Iser Lubotzky died on 27 February 2009. The following words were engraved on his tombstone: “Lawyer and scholar, member of Betar and the Vilna-ghetto's underground, partisan, fighter of the Irgun, and of the national movement in Israel.”

==Not My Last Journey==
Not My Last Journey is a biography of Iser Lubotzky written by his grandson, Dr. Asael Lubotzky, and edited by Dr. Tali Vishna. The book was published in Hebrew in 2017 by Yedioth Books, in collaboration with the Menachem Begin Heritage Center.
President Reuven Rivlin wrote in the introduction to the book:

Iser Lubotzky's story is a breathtaking and fascinating biographical novel... it is a story about one individual, which is at the same time a full world.

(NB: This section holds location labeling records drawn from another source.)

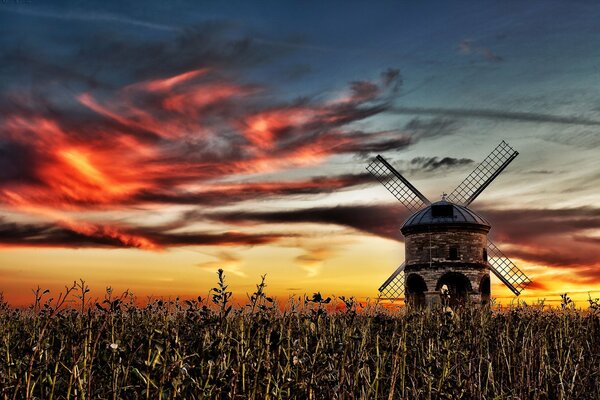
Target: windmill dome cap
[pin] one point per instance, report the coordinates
(444, 212)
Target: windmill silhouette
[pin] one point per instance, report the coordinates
(446, 243)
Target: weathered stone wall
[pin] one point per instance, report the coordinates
(435, 246)
(428, 255)
(432, 276)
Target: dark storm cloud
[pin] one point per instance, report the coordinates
(51, 235)
(431, 128)
(549, 237)
(499, 115)
(378, 220)
(236, 193)
(17, 164)
(429, 164)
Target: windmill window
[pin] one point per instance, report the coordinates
(453, 253)
(442, 211)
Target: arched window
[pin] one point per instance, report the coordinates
(453, 253)
(484, 289)
(415, 290)
(458, 286)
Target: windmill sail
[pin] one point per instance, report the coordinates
(393, 287)
(398, 185)
(483, 175)
(506, 270)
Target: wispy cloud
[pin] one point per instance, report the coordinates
(97, 16)
(503, 115)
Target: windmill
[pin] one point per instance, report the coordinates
(446, 243)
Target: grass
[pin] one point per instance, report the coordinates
(313, 348)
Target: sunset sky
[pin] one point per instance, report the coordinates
(143, 147)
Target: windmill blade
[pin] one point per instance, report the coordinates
(393, 287)
(506, 270)
(483, 175)
(397, 185)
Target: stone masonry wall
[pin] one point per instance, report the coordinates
(428, 255)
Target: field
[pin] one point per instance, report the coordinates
(313, 348)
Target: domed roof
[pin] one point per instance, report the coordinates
(444, 212)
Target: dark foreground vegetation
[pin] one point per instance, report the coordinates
(315, 348)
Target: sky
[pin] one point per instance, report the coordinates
(143, 147)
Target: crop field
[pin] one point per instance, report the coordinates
(309, 348)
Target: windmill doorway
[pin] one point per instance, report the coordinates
(415, 290)
(458, 286)
(484, 289)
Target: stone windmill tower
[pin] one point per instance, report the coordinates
(446, 243)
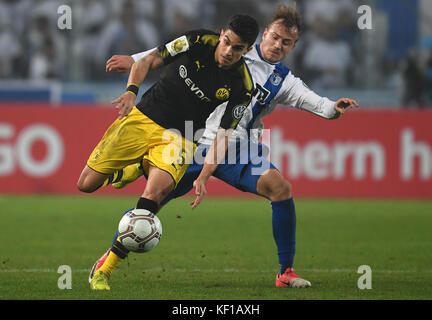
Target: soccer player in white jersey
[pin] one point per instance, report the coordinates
(274, 84)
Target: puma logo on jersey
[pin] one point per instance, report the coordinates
(192, 86)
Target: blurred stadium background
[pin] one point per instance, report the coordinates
(378, 66)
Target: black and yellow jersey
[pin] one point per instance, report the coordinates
(192, 85)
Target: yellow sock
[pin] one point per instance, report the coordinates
(112, 262)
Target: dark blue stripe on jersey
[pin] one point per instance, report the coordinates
(272, 85)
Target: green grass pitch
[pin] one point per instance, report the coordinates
(222, 250)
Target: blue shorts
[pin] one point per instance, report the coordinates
(244, 164)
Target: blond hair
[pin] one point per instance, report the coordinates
(289, 16)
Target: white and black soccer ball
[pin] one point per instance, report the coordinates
(139, 230)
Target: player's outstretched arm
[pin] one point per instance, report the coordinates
(345, 103)
(119, 63)
(214, 156)
(123, 63)
(137, 75)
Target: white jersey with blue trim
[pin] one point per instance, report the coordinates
(274, 84)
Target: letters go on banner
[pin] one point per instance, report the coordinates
(364, 154)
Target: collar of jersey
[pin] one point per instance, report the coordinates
(257, 47)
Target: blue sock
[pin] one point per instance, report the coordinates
(284, 229)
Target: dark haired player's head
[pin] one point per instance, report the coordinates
(245, 27)
(235, 40)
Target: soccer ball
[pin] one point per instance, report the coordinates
(139, 230)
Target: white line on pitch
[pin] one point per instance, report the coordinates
(231, 270)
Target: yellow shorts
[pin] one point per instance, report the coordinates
(137, 137)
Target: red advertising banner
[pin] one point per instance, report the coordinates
(366, 153)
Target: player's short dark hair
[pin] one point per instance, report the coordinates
(245, 26)
(289, 17)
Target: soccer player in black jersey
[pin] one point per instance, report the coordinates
(203, 69)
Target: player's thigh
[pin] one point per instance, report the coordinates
(124, 143)
(159, 184)
(90, 180)
(172, 156)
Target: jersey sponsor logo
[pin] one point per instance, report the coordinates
(183, 71)
(192, 86)
(177, 46)
(275, 79)
(222, 94)
(238, 111)
(261, 93)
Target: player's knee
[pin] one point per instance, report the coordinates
(274, 187)
(281, 190)
(84, 186)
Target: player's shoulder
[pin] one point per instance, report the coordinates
(255, 58)
(203, 37)
(243, 73)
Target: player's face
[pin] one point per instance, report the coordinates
(230, 49)
(278, 41)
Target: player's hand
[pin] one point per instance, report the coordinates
(200, 192)
(119, 63)
(124, 103)
(344, 103)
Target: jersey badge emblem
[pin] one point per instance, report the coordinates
(275, 79)
(177, 46)
(238, 111)
(222, 94)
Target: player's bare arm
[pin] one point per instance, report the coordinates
(214, 156)
(345, 103)
(138, 73)
(119, 63)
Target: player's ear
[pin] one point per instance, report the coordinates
(264, 33)
(221, 34)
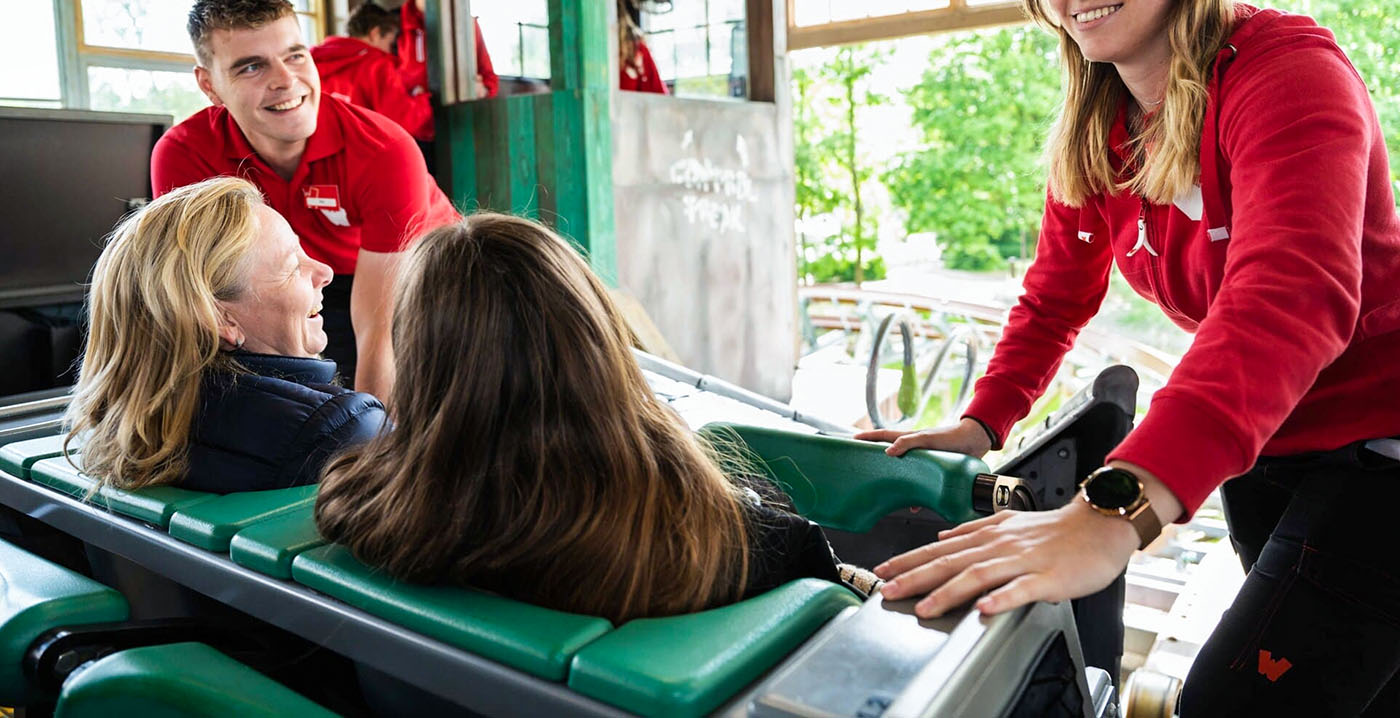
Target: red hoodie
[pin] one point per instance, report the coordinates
(1285, 265)
(413, 52)
(363, 74)
(641, 76)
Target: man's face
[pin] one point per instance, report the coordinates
(382, 39)
(266, 79)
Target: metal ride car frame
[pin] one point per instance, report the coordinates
(452, 673)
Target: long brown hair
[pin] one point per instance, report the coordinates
(1166, 151)
(153, 329)
(529, 456)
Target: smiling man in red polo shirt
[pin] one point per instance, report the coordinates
(350, 182)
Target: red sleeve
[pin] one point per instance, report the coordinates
(394, 101)
(175, 165)
(399, 199)
(651, 77)
(483, 65)
(1063, 290)
(1298, 130)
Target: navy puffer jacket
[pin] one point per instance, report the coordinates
(275, 426)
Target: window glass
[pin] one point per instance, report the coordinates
(822, 11)
(156, 25)
(37, 52)
(700, 46)
(517, 37)
(156, 91)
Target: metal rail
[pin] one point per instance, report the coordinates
(1127, 350)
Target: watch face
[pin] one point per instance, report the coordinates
(1113, 489)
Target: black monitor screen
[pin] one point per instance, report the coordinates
(66, 178)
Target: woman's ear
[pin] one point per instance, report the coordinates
(230, 335)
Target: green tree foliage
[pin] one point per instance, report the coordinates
(983, 108)
(812, 189)
(832, 171)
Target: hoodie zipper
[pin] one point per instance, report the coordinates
(1155, 276)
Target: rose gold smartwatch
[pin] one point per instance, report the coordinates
(1119, 493)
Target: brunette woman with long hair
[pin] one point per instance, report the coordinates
(531, 458)
(1229, 161)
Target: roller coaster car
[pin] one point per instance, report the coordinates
(807, 648)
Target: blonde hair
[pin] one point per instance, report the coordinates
(1166, 151)
(529, 456)
(153, 329)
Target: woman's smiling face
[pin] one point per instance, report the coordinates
(280, 311)
(1116, 31)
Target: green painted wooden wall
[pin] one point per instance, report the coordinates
(546, 156)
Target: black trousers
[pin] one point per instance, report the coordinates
(335, 311)
(1315, 629)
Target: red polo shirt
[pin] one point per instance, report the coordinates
(361, 181)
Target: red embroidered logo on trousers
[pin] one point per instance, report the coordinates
(1273, 668)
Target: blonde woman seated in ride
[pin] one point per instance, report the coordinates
(529, 456)
(200, 365)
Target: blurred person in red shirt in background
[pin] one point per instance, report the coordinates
(361, 69)
(637, 72)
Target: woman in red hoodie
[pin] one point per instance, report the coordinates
(1229, 161)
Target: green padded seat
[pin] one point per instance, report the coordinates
(178, 680)
(689, 665)
(38, 596)
(529, 638)
(212, 524)
(269, 546)
(850, 484)
(154, 504)
(17, 458)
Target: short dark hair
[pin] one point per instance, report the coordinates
(370, 16)
(209, 16)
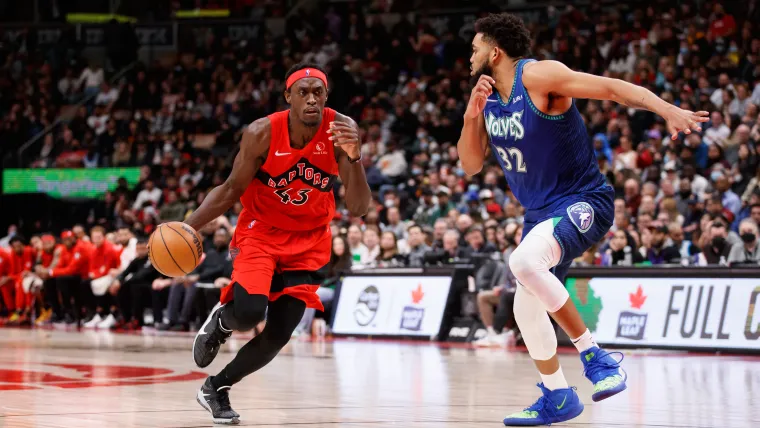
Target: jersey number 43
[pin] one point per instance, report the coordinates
(512, 153)
(300, 198)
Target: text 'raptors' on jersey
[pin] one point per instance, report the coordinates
(293, 189)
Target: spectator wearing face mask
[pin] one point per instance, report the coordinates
(717, 250)
(747, 251)
(684, 246)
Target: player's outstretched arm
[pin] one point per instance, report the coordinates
(253, 148)
(473, 142)
(554, 78)
(345, 137)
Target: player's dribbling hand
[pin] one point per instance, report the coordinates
(480, 93)
(345, 137)
(680, 120)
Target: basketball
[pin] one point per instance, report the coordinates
(175, 249)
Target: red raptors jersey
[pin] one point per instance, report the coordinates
(293, 188)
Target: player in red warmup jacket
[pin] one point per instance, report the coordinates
(7, 302)
(104, 257)
(21, 258)
(283, 176)
(70, 278)
(48, 257)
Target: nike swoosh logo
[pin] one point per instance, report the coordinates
(563, 403)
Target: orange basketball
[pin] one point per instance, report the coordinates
(175, 249)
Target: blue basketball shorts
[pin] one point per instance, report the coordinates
(580, 221)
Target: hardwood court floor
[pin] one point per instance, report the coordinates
(51, 378)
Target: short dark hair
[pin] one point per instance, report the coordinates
(508, 31)
(301, 66)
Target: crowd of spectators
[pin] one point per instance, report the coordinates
(690, 201)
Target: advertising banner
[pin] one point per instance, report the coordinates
(391, 305)
(67, 182)
(710, 313)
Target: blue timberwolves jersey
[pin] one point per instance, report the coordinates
(544, 158)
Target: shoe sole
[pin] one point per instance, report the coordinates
(199, 398)
(527, 423)
(203, 328)
(602, 395)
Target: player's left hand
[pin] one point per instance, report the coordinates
(680, 120)
(346, 137)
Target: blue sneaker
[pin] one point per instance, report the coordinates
(604, 372)
(555, 406)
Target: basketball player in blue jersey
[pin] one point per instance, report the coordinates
(522, 110)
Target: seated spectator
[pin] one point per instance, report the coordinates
(746, 252)
(492, 281)
(173, 209)
(371, 240)
(590, 257)
(717, 249)
(340, 263)
(658, 253)
(389, 254)
(132, 289)
(451, 251)
(620, 252)
(394, 224)
(439, 229)
(685, 247)
(417, 246)
(729, 199)
(104, 257)
(149, 194)
(476, 242)
(183, 289)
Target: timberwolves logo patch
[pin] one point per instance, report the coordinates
(582, 216)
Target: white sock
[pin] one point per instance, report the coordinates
(584, 342)
(555, 380)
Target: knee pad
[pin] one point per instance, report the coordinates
(535, 326)
(531, 263)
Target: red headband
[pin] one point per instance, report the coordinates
(304, 73)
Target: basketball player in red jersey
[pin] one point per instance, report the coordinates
(283, 176)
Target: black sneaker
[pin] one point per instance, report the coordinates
(209, 338)
(217, 402)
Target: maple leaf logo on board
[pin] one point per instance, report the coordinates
(412, 315)
(417, 294)
(637, 299)
(632, 324)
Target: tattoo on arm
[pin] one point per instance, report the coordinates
(635, 102)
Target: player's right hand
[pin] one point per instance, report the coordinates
(479, 96)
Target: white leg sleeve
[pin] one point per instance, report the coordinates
(535, 325)
(531, 262)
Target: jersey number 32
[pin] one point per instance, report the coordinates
(509, 154)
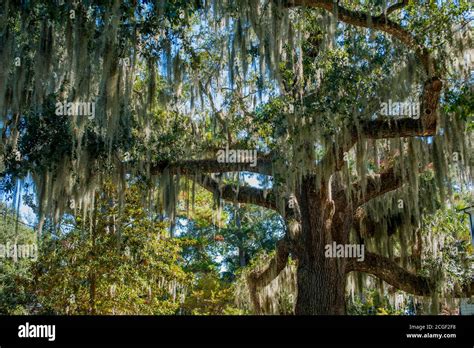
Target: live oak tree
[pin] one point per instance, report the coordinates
(302, 82)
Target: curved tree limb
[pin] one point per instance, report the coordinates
(380, 22)
(233, 193)
(263, 166)
(259, 279)
(390, 272)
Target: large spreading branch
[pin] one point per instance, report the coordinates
(380, 22)
(234, 193)
(384, 128)
(390, 272)
(263, 166)
(258, 279)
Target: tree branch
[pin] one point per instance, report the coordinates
(391, 273)
(263, 166)
(261, 278)
(380, 22)
(396, 7)
(233, 193)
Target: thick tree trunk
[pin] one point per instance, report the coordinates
(321, 280)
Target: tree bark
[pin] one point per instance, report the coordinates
(321, 281)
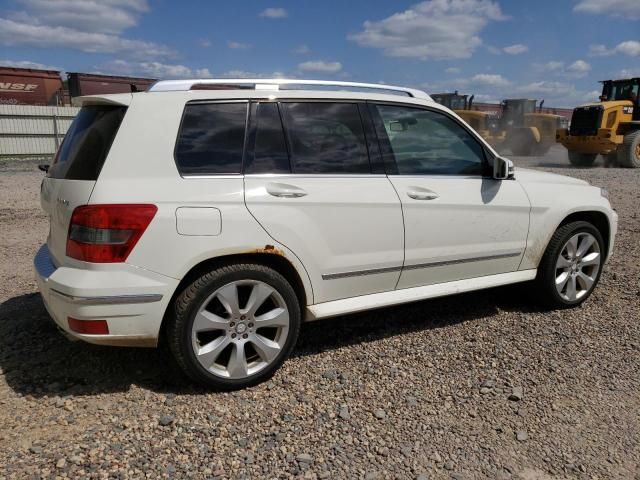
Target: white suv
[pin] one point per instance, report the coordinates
(217, 215)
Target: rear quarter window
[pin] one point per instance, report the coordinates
(211, 139)
(87, 143)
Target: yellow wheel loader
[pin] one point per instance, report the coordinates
(610, 128)
(526, 130)
(481, 122)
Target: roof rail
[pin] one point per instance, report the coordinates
(276, 83)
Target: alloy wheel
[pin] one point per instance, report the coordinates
(577, 266)
(240, 329)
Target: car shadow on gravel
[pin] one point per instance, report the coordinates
(37, 360)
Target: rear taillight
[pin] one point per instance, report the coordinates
(107, 233)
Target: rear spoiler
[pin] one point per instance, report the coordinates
(122, 99)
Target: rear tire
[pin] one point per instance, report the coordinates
(234, 326)
(629, 151)
(578, 159)
(571, 265)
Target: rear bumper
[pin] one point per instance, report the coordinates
(131, 300)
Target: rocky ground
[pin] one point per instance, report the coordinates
(482, 385)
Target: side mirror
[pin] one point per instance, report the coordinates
(503, 168)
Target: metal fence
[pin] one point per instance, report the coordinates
(28, 131)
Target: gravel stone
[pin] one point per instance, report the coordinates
(344, 413)
(304, 458)
(516, 394)
(166, 420)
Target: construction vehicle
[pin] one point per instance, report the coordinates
(527, 130)
(482, 122)
(610, 127)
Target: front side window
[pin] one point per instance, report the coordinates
(326, 138)
(424, 142)
(211, 139)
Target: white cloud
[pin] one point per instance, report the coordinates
(154, 70)
(628, 73)
(484, 80)
(301, 49)
(630, 48)
(622, 8)
(274, 13)
(516, 49)
(552, 66)
(237, 45)
(27, 64)
(433, 29)
(39, 36)
(320, 66)
(579, 68)
(90, 26)
(101, 16)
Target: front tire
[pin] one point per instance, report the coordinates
(234, 327)
(578, 159)
(571, 265)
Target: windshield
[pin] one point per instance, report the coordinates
(458, 103)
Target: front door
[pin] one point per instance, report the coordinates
(459, 222)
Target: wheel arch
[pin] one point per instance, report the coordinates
(268, 257)
(597, 219)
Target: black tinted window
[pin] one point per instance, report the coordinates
(87, 143)
(211, 138)
(270, 152)
(425, 142)
(326, 138)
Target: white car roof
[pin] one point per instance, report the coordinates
(214, 88)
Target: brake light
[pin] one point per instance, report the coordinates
(107, 233)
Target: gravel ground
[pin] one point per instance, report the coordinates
(482, 385)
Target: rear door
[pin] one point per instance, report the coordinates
(73, 174)
(314, 191)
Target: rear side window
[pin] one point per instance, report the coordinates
(326, 138)
(211, 139)
(87, 143)
(270, 154)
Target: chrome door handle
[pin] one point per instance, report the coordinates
(283, 190)
(422, 194)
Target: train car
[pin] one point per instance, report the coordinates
(93, 84)
(27, 86)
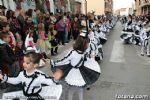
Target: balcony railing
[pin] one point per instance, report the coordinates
(145, 3)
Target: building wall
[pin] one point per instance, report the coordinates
(96, 5)
(142, 7)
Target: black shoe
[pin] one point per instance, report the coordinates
(88, 89)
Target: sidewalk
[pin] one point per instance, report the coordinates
(62, 51)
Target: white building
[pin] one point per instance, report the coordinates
(26, 4)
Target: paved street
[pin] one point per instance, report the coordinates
(124, 71)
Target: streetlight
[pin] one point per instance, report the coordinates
(86, 17)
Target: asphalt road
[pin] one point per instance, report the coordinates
(125, 74)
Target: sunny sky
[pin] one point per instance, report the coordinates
(122, 3)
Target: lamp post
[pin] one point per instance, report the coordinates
(86, 17)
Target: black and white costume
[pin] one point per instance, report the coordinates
(84, 71)
(145, 39)
(127, 33)
(32, 84)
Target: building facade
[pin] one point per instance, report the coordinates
(55, 6)
(108, 8)
(142, 7)
(96, 5)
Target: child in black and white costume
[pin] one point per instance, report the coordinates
(78, 63)
(31, 78)
(145, 39)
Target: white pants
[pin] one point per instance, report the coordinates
(72, 90)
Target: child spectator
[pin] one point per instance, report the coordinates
(19, 52)
(8, 57)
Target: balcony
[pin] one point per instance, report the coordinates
(145, 3)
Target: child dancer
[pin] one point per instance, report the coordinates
(145, 36)
(43, 42)
(76, 75)
(31, 78)
(53, 38)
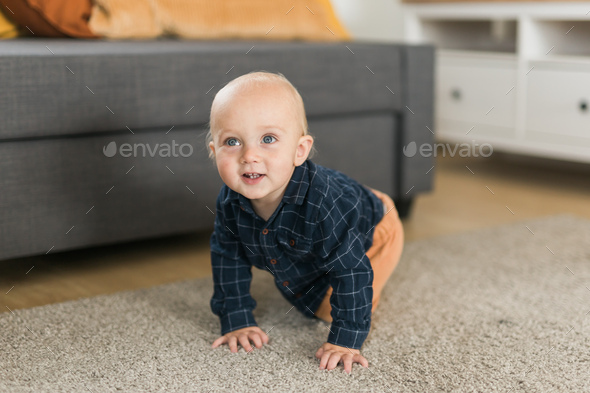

Rare indeed is this character whose story is so rich and so intertwined with the experiences of the Jewish people in general and the national revival in particular, that their personal memory becomes the collective memory.

The book was written on the basis of testimonies by Iser Lubotzky, recorded by his family members, the Menachem Begin Heritage Center and Holocaust centers around the world, combined with historical research. On the occasion of the book's launch, a seminar was held in June 2017 at the Begin Center in Jerusalem with the participation of Herzl Makov, Dov Eichenwald, Maj. Gen. (Res.) Yaakov Amidror and Prof. Moti Zalkin.